Qui a peur d’Agathon Rwasa au Burundi ?
Après trois années d’absence, le leader historique de l’ancienne rébellion des FNL, Agathon Rwasa, a fait son grand retour à Bujumbura, le 6 août. Un come-back qui n’a pas été du goût des autorités ni de ses anciens alliés.

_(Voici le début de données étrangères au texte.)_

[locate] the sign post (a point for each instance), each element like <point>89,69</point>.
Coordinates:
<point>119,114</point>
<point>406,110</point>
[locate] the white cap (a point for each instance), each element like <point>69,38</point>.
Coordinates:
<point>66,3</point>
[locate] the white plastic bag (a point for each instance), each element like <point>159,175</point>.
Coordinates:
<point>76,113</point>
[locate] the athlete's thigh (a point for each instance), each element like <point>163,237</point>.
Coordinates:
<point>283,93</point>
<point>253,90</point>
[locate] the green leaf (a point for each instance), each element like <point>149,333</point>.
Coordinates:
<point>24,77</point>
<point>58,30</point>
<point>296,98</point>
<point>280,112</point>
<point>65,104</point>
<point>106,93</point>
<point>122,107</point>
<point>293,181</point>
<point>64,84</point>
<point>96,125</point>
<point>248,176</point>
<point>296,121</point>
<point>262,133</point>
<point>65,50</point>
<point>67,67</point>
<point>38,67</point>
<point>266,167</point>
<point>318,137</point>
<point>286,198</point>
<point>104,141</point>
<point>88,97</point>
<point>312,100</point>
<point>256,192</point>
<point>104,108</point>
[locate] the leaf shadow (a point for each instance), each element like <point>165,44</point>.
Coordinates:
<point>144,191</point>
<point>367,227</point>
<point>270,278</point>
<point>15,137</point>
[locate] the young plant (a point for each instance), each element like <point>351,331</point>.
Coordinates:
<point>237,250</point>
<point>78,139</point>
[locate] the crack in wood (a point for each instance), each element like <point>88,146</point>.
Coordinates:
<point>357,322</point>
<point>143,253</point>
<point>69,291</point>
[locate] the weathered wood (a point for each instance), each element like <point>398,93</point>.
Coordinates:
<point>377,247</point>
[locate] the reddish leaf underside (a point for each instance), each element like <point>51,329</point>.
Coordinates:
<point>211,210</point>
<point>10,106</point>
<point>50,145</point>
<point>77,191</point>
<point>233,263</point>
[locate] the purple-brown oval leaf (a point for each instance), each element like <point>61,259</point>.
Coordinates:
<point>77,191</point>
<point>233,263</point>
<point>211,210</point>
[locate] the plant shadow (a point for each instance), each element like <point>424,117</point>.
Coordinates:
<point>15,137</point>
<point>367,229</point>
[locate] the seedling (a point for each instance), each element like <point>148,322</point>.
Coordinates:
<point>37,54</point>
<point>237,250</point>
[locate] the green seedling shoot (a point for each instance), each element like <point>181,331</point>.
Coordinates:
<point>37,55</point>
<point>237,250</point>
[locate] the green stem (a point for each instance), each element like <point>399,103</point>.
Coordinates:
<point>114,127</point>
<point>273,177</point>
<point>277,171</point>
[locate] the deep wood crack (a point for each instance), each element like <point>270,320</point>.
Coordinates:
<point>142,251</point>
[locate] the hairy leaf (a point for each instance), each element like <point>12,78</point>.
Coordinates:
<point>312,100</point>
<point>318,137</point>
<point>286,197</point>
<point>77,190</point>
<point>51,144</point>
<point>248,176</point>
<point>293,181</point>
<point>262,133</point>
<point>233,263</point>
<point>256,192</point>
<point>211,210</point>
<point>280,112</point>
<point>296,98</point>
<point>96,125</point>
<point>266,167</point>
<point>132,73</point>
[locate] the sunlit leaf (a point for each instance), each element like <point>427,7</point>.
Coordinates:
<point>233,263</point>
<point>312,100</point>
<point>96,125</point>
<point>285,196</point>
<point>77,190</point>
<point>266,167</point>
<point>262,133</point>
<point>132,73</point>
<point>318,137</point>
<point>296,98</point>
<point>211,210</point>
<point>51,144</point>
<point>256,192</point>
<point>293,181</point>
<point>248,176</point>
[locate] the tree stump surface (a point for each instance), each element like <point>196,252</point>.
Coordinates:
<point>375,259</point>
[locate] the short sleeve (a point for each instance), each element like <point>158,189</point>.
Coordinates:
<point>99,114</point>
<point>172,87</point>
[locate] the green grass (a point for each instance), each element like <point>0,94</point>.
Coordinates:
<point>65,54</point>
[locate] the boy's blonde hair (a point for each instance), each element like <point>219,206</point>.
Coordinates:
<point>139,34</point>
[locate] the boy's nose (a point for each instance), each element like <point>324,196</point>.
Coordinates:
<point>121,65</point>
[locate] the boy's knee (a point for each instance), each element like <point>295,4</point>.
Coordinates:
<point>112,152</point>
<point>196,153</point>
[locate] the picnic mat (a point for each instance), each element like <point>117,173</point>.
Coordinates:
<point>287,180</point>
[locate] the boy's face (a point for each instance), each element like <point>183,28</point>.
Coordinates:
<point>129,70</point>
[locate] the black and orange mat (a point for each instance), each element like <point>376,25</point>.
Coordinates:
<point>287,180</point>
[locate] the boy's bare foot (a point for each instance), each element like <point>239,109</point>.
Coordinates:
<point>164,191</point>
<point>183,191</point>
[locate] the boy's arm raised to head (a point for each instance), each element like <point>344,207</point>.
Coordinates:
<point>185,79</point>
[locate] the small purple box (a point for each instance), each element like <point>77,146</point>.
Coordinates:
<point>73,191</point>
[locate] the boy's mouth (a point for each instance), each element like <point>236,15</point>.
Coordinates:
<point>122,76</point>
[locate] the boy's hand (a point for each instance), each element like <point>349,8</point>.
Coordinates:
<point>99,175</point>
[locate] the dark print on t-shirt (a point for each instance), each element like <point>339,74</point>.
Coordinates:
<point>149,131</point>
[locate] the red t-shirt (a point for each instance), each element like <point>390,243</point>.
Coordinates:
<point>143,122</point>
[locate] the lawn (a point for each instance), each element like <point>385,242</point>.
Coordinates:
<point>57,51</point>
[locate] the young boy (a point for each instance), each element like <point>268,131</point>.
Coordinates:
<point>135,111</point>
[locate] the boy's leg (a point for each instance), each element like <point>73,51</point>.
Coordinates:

Le retour d’Agathon Rwasa était annoncé depuis un mois. Le jour – le 6 août – était connu, tout comme l’heure et le lieu du rendez-vous, à Bujumbura, où l’ancien chef des Forces nationales de libération (FNL) avait convié des diplomates et des journalistes à une conférence de presse. "Il était serein et en pleine forme. Il a même pris quelques kilos et semblait revenir de vacances", affirme un témoin. Mais la rencontre prévue n’a pas eu lieu, la police ayant interdit l’accès à la salle. Agathon Rwasa, 49 ans, s’était volatilisé en 2010 en plein processus électoral (un processus contesté) alors qu’il briguait la présidence. Il était soupçonné de fomenter une nouvelle rébellion, et autorités et observateurs redoutaient qu’il ne mette le Burundi à feu et à sang. Trois années durant, Bujumbura l’a d’ailleurs souvent qualifié de "terroriste".
Sa réapparition s’inscrit dans le cadre du processus engagé depuis mars par le Bureau des Nations unies au Burundi (Bnub) et la classe politique burundaise afin que les élections générales de 2015 se déroulent dans un climat apaisé. L’une des conditions était le retour de tous les chefs de parti en exil. Ils sont rentrés en mars. Seuls Rwasa et Léonard Nyangoma, fondateur des Forces de défense de la démocratie (FDD), manquaient à l’appel.
Comment expliquer alors l’impressionnant dispositif policier mis en place le 6 août ? Édouard Nduwimana, le ministre burundais de l’Intérieur, affirme qu’il "s’agissait simplement de faire respecter la loi et l’ordre public" : "Il fallait empêcher Agathon Rwasa de tenir un meeting sans autorisation, et ce sont les dirigeants de son ancien parti qui nous l’avaient demandé."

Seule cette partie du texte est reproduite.